Stiffer Breast Tissue in Obese Women Promotes Tumors

By Krishna Ramanujan

Postmenopausal women who are obese have a higher risk and a worse prognosis for breast cancer, but the reasons why have remained unclear. A study by researchers from Cornell University and Weill Cornell Medical College, published Aug. 19 in Science Translational Medicine, explains how obesity changes the consistency of breast tissue in ways that are similar to tumors, thereby promoting disease.

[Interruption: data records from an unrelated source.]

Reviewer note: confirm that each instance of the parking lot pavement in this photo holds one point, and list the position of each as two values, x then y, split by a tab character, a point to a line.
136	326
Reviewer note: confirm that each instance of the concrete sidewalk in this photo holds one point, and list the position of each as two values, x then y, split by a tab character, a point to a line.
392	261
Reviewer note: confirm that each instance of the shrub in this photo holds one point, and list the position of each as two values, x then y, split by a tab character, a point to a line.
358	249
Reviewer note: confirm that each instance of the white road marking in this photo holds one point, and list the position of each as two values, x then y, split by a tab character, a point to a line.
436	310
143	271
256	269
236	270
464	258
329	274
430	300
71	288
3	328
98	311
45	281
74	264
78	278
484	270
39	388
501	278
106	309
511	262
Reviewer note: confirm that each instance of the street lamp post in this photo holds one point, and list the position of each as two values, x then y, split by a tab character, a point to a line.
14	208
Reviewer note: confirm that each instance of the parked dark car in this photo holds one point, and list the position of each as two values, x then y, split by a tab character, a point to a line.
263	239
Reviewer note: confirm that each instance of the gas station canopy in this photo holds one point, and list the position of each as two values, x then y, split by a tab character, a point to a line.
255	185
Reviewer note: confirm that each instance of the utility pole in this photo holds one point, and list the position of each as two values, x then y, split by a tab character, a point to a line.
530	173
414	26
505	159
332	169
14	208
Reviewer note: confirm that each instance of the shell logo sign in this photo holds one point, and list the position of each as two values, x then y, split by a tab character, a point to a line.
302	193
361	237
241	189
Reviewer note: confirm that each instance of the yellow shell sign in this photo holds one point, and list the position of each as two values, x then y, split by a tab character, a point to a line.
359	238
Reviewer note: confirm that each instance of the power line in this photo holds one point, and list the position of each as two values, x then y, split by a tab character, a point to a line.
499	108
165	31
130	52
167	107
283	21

The study of mice and women shows obesity leads to a stiffening of a meshwork of material that surrounds fat cells in the breast, called the extracellular matrix, and these biomechanical changes create the right conditions for tumor growth.

Obesity and breast tissue

These images reveal curly collagen fibers in normal weight mice (left), but a stiffer meshwork of straight fibers in obese animals. Collagen fibers are labeled magenta, and adipocytes (fat) and inflammatory cells are green. Image credit: Fischbach Lab

The findings suggest clinicians may need to employ finer-scale imaging techniques in mammograms, especially for obese women, to detect a denser extracellular matrix. Also, the results should caution doctors against using certain fat cells from obese women in plastic and reconstructive breast surgeries, as these cells can promote recurring breast cancer.

"We all know that obesity is bad; the metabolism changes and hormones change, so when looking for links to breast cancer, researchers almost exclusively have focused on the biochemical changes happening. But what these findings show is that there are also biophysical changes that are important," said Dr. Claudia Fischbach-Teschl, an associate professor of biomedical engineering and the paper's senior author. Bo Ri Seo, a graduate student in Dr. Fischbach-Teschl's lab, is the paper's first author.

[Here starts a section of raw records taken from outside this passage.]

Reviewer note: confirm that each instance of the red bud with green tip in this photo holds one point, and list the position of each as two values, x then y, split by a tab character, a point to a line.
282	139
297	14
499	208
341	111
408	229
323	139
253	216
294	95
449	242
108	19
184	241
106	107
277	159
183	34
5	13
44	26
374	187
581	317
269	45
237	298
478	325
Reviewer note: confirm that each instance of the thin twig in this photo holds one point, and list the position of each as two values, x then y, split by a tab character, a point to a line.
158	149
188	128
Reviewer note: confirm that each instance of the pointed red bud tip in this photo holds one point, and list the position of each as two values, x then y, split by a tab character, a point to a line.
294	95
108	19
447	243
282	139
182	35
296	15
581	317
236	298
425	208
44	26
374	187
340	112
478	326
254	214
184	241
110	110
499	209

"These findings provide important new mechanistic insights into the connection between obesity and breast cancer," said Dr. Andrew Dannenberg, a professor of medicine and associate director of cancer prevention in the Sandra and Edward Meyer Cancer Center at Weill Cornell Medical College and a co-author of the study. "Importantly, the current results are also likely to be relevant to other obesity-related cancers. A significant challenge and opportunity will be to develop new noninvasive strategies to identify women with abnormal extracellular matrix."

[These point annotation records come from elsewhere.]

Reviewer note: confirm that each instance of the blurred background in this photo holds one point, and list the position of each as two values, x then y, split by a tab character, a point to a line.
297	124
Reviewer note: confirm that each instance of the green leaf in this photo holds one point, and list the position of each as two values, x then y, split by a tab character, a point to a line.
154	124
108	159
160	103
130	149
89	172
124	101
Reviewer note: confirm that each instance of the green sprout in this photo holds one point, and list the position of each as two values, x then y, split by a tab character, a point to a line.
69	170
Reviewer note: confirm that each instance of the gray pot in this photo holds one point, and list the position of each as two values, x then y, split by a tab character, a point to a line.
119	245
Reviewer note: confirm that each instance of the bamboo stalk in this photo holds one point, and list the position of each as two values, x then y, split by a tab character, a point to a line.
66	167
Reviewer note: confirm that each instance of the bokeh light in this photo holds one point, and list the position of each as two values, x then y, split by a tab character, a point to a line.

Fat tissue in obese women has more cells called myofibroblasts, compared with fat tissue in normal- weight women. Myofibroblasts are wound-healing cells that determine whether a scar will form. All cells secrete compounds to create an extracellular matrix, and they remodel and grab onto this meshwork to make tissue. But when myofibroblasts make an extracellular matrix, they pull together — the action needed to close a wound — stiffening the tissue.

But "these are cells in our body regardless of injury," Dr. Fischbach-Teschl said. In obese women, there are more myofibroblasts than in lean women, which leads to scarring and stiffening without an injury in the extracellular matrix. Tumors also recruit more myofibroblasts than are found in healthy tissue, which also leads to stiffer extracellular matrix.

In the study, the researchers studied obese mice and found scarred and stiffer extracellular matrices in the absence of tumors. They also examined tumor-free human breast tissues and found the same pattern of stiffness in the matrices of obese women compared with normal-weight women.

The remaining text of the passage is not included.